Let me dissuade you of any remaining hint of competence.
I give you Rick Scott, who along with his "Enterprise Florida", paid $205,000 for a new logo/brand to lure companies to the Sunshine State.
Rick Scott then proceeded to spend $380,000 on an advertising blitz to promote this piece of $*&+.
Yet besides the obvious question of "Why the hell did this cost so damn much", there were other, bigger problems with the logo.
Namely that the logo's super clever orange necktie isn't exactly appealing to women executives. This is particularly offensive since Florida ranks 4th in the nation for woman-owned businesses and outpaces the national average by nearly 50 percent.
More than one columnist has suggested adding to the tagline: "Florida is the perfect climate for business... if you're a man.
The chief marketing officer for Enterprise Florida vigorously defended this logo, saying "the agency would never intentionally do anything to set out to offend women."
(I'm no marketing guru like these guys, but I'm pretty sure if a rollout of a campaign has to include the words "would never intentionally do anything to offend"--is probably an indication it wasn't the best choice.)
OH.. and this being the Scott administration, you know this gets a lot worse.
The winning company?

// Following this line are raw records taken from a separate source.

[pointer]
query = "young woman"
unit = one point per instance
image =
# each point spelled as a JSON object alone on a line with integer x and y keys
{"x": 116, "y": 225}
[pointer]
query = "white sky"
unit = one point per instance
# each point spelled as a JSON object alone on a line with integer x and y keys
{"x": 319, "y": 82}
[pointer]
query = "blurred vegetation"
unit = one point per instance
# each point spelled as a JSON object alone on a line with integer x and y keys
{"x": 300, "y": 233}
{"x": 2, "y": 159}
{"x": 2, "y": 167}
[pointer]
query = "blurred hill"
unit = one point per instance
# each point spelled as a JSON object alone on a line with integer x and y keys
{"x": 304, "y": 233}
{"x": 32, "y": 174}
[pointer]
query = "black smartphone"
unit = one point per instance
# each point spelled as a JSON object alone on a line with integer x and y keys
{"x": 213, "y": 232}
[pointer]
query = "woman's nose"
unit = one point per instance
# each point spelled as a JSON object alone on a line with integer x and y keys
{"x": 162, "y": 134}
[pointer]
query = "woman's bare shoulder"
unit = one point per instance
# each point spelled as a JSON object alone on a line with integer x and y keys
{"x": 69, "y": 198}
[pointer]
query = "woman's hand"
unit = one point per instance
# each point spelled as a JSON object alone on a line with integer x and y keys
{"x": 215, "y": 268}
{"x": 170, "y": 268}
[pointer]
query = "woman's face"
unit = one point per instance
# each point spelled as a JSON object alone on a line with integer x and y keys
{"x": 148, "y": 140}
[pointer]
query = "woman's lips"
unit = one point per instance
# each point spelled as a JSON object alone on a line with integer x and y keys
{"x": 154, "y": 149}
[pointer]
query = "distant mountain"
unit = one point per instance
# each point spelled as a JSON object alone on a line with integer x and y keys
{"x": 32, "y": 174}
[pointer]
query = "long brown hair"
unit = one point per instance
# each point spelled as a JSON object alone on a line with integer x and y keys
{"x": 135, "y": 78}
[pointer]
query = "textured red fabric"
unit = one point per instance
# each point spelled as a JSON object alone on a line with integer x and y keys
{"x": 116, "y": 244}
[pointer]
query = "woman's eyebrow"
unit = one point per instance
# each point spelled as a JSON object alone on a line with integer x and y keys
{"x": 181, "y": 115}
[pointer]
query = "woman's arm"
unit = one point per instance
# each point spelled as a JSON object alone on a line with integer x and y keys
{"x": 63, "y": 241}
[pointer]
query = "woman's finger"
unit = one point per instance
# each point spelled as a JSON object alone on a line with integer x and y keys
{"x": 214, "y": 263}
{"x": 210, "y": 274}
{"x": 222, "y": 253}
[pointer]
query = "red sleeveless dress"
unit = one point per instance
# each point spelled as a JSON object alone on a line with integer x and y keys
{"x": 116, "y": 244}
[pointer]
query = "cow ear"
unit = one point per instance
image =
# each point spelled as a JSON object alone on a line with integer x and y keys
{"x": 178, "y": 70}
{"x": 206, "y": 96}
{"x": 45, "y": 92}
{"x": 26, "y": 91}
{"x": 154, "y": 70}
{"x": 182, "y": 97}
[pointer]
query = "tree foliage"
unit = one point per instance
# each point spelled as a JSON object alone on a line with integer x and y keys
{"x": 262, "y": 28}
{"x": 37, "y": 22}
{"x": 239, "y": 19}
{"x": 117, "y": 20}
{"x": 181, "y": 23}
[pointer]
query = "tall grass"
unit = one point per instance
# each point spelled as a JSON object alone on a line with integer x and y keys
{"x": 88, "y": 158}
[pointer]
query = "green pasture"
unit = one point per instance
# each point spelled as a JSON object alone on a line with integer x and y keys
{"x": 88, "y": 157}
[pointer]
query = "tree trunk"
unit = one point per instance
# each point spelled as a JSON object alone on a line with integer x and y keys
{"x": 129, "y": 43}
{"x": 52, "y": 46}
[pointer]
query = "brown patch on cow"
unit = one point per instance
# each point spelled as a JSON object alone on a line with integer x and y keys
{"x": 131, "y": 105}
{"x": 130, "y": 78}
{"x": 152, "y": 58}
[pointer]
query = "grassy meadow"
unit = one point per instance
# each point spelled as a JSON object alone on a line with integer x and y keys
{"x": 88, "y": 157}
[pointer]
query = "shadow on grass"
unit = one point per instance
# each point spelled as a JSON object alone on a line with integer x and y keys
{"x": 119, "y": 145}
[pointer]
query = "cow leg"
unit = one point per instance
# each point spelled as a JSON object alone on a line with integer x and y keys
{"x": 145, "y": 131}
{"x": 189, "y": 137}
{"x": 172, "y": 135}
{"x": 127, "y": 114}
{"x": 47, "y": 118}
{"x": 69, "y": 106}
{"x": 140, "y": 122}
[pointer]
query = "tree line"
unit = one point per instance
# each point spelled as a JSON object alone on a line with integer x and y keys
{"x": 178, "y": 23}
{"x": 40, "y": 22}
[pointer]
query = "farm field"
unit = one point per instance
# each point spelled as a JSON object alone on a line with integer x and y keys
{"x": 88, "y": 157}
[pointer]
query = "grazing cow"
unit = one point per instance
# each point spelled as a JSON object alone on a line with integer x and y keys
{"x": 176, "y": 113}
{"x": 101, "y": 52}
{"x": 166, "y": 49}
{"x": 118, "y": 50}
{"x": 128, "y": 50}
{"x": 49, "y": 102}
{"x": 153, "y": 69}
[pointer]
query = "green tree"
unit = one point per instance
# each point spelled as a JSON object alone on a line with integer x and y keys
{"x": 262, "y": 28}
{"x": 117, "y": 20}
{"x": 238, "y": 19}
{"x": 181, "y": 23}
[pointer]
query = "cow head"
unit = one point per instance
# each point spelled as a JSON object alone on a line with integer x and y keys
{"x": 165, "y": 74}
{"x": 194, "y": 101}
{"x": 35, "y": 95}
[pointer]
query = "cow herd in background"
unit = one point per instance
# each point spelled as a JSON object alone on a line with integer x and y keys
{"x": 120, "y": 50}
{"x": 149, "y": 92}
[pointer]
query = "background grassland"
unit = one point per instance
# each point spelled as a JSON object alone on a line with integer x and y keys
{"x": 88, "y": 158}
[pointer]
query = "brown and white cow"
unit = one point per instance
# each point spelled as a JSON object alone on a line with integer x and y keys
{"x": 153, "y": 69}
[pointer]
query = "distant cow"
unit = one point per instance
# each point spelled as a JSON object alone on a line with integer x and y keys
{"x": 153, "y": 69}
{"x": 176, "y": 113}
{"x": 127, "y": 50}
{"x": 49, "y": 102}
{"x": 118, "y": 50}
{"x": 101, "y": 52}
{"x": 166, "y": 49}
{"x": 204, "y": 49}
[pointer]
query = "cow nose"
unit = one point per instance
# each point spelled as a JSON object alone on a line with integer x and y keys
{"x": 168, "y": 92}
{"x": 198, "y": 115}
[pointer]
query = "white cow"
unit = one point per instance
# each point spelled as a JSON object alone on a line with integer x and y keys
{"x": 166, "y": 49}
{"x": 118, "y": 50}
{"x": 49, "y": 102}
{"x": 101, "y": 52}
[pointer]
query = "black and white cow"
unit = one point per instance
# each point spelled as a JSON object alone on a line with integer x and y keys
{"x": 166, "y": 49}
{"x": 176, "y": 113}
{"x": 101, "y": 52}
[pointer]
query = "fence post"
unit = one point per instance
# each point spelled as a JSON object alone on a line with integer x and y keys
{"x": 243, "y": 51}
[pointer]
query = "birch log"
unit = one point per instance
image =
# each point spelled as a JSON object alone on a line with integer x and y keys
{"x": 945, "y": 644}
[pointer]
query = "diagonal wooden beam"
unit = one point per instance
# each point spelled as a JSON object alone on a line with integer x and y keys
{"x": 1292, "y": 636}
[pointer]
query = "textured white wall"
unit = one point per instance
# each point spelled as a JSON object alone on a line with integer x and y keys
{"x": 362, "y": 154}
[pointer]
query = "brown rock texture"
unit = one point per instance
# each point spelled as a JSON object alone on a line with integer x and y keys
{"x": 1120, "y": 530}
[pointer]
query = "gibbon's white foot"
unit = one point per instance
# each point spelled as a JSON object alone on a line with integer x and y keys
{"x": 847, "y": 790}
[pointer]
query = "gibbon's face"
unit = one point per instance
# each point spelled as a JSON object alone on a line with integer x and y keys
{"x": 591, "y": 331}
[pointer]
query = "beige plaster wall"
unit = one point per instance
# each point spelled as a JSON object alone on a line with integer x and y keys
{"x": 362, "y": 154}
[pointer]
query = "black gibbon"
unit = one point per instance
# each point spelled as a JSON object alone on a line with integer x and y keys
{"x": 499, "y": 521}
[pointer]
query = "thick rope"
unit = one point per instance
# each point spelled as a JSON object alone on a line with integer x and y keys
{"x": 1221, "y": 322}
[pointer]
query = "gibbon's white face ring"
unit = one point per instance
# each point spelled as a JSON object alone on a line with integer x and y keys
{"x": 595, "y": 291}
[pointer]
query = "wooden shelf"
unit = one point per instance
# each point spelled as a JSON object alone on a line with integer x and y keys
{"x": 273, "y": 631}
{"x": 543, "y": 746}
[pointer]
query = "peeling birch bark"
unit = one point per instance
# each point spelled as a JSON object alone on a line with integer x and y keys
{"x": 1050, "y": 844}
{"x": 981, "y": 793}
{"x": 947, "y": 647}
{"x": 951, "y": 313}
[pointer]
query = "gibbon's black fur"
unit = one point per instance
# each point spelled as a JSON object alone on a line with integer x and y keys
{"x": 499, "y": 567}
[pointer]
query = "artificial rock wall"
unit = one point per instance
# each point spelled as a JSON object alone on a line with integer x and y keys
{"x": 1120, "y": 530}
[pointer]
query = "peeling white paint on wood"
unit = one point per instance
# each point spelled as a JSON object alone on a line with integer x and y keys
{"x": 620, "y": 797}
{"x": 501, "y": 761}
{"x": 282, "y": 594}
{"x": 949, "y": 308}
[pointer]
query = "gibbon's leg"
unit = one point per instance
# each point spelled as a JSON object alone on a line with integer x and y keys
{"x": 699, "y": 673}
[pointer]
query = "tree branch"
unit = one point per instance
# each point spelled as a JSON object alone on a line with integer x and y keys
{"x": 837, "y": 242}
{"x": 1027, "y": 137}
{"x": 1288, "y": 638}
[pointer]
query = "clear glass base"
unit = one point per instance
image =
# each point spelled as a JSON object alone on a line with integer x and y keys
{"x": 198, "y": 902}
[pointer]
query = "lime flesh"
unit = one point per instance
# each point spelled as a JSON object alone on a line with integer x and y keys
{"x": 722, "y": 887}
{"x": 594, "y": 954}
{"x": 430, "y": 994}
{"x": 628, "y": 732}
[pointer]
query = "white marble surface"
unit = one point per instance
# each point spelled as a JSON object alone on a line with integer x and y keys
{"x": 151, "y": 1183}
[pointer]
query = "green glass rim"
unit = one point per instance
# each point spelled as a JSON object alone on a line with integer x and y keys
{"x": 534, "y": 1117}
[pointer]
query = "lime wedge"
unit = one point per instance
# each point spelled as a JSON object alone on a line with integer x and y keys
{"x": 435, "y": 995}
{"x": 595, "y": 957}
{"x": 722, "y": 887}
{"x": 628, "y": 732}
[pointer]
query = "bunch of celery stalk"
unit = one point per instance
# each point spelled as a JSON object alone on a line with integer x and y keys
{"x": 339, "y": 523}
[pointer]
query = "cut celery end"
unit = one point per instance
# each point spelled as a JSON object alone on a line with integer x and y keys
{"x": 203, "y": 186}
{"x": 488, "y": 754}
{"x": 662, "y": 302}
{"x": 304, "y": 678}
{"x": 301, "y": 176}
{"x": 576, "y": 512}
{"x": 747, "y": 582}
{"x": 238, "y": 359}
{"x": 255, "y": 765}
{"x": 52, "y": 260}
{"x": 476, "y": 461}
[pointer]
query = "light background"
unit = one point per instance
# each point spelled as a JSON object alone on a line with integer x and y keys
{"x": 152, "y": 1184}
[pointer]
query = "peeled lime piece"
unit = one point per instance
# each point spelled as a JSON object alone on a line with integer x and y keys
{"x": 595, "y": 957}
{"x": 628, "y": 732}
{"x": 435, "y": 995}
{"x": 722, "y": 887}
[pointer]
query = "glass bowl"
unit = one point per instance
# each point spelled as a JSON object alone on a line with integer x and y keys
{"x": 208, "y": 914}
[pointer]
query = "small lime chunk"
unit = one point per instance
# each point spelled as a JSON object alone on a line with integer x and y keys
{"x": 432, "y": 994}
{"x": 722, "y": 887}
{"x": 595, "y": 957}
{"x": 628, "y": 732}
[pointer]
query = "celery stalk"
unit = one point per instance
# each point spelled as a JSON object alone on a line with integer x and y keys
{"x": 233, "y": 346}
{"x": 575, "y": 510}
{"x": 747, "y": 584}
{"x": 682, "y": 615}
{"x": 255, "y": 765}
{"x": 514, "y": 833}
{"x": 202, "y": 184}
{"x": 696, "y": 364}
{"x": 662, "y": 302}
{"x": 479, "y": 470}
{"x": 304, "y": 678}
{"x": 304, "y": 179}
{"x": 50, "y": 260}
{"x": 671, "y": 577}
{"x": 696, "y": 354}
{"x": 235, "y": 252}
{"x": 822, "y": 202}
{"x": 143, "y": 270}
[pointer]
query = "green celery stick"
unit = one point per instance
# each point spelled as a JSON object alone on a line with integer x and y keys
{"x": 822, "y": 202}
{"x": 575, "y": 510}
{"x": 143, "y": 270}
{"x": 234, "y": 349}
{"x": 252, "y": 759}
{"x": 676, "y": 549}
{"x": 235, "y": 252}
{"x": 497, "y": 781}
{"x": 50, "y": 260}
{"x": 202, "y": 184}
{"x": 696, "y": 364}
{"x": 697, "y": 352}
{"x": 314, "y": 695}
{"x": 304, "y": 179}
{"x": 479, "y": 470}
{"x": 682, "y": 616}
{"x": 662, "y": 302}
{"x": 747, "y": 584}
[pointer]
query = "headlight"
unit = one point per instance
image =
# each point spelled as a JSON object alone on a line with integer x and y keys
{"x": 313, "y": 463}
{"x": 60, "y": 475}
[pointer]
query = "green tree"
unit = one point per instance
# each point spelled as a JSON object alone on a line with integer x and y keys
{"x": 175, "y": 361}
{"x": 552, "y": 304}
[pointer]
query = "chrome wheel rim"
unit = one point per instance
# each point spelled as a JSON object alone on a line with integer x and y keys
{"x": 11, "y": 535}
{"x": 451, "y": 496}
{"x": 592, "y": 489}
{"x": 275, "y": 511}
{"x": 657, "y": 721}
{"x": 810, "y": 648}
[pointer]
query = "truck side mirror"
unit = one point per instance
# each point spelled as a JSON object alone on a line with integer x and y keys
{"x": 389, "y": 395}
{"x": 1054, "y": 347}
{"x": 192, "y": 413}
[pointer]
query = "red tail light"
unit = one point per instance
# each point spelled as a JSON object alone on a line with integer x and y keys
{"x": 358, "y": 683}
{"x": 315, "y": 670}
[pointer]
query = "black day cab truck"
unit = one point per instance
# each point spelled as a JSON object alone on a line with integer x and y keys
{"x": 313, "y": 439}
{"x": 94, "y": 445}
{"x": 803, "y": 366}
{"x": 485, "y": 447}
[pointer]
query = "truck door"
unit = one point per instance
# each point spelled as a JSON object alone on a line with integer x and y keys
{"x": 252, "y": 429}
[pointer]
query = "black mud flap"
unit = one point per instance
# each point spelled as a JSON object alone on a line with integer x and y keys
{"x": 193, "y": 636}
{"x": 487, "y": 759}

The ONLY FREAKING OUT-OF-STATE firm that bid!:
Despite a mission to "facilitate job growth for Florida’s businesses and citizens," Enterprise Florida paid Nashville, Tennessee firm North Star Destination Strategies $205,000...The only bid from out of state
Wow. The only thing that would make that smart even worse IS THIS:
North Star's pitch was $76,000 higher than Tampa’s woman-owned ChappellRoberts, the next closest competitor, reports Biz Journals.
You read that right. A woman-owned business, right here in Florida, lost out to a Tennessee company which significantly overbid them.
But to be fair, if you really want a sexist logo, you never let dames do it.
Despite being offensive to local businesses and women, what's even worse is that it just plain sux. Don't take my word: the former global brand designer for Procter & Gamble said it isn't even effective:
"A generic brand statement as a tagline is a throw away, particularly when it is a blatant overstatement. In my opinion, 'The Perfect Climate For Business' provides no relevant point of difference for CEOs to associate with Florida," he wrote. "Positioning Florida as the perfect business climate is puffery."
Plus, it's just plain outdated in an age when many businesses — particularly in steamy Florida — are "rejecting ties as required dress code," he wrote.
Rick Scott and Enterprise Florida may be fine with it despite the blowback, but at least the good ole boys at the firm got the message and decided to include some women in their release of the video.
And by women, I mean in the background. Sometimes. And just their legs.... (look. real. hard.)